Since then, God has sent me a wonderful husband that not only loves me, but loves The Lord as much as I do. He is a man that prays for me and with me and he encourages me.

I have been blessed and feel rewarded when I can be a blessing to others. It has been enjoyable and fulfilling to have the opportunity to share my testimony. I am honored.

Ladies, to all who may be reading, be encouraged and love YOU! Know that you are loved because your Father in Heaven would have it no other way. In 2012 I received my GED. I am looking forward to furthering my education and becoming all that God has called me to be. What has God called you to be?

Aisha

14 February 2013

What Is Love?


Love each other. Just as I have loved you 

- John 13:34

 

I used to think love was showing affection and lavishing special people in my life with gifts. I also used to think love represented that flutter sensation you'd feel in the pit of your stomach when you're dating someone new. As I matured spiritually, I began to understand that love is not necessarily showing affection, giving gifts or butterfly sensations. Love is a spiritual attitude that you purposefully and consciously walk in.

"Love is patient and kind. Love is not jealous, boastful, proud or rude. It does not demand its own way. It is not irritable, and it keeps no record of being wronged. It does not rejoice about injustice but rejoices whenever truth wins out. Love never gives up, never loses faith, is always hopeful, and endures through every circumstance", I Corinthians 13:4 nlt.

I Love this passage! No pun intended lol! Love is action! Love is being and doing all of the things described even when you don't feel like it or better yet even when its not being done to you! (I don't condone physical or verbal abusive and feel a person should remove themselves from that situation if possible). "Love one another the way I have loved you", says Christ. This is very very difficult to do because the majority of us are not naturally built this way. We want to defend ourselves when people do us wrong and we want to put people in their place when they’ve hurt us. I've learned It's OK to defend myself and confront people on issues, but it's supposed to be done in a loving way.
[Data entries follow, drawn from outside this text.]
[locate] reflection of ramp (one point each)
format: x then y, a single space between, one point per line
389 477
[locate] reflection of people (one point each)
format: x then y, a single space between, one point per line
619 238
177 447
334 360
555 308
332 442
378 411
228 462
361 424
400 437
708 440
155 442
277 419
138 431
Many of you have read my brief story regarding my marriage in The Power of Prayer blog.  I shared with you how praying bible scriptures helped turn things around. Love was also an important factor in restoring my marriage. The first couple of years were very difficult, as most marriages are in the beginning. We were in a make it or break it season and I wanted my marriage to make it! I wanted God to show me how to be a good wife hoping that would change my situation. I shared with you how I found every bible scripture I could on being a wife and that I would emulate what I read. One day I came across I Corinthians 13. I was challenged not to settle for being just a good wife but a loving wife. It's easy to emulate something and put on a front for a period of time. But, It's difficult to allow a permanent internal change to take place, especially when what you are giving out seems like it’s not being reciprocated. I struggled, but I pressed my way through and learned the true meaning of love. In the end Love did not fail me. I not only became a loving wife but a loving person. The love that I now understand was not just confined to my husband but to others as well. Have I arrived in the area of love? NO. Will I ever arrive? probably not. It's a process that I walk out every day with Gods help and conviction.

As you go about your day, try to be mindful of how you treat those that are close to you, on your job and people you meet daily. Remember to be patient and kind. Love can be a listening ear, a word of encouragement or even a hug. Don't worry about the love not being reciprocated especially if it's coming from a pure place. When you sow seeds of love you will eventually reap love and most times your harvest will be greater than what was sown.

Be blessed and enjoy your Valentines Day!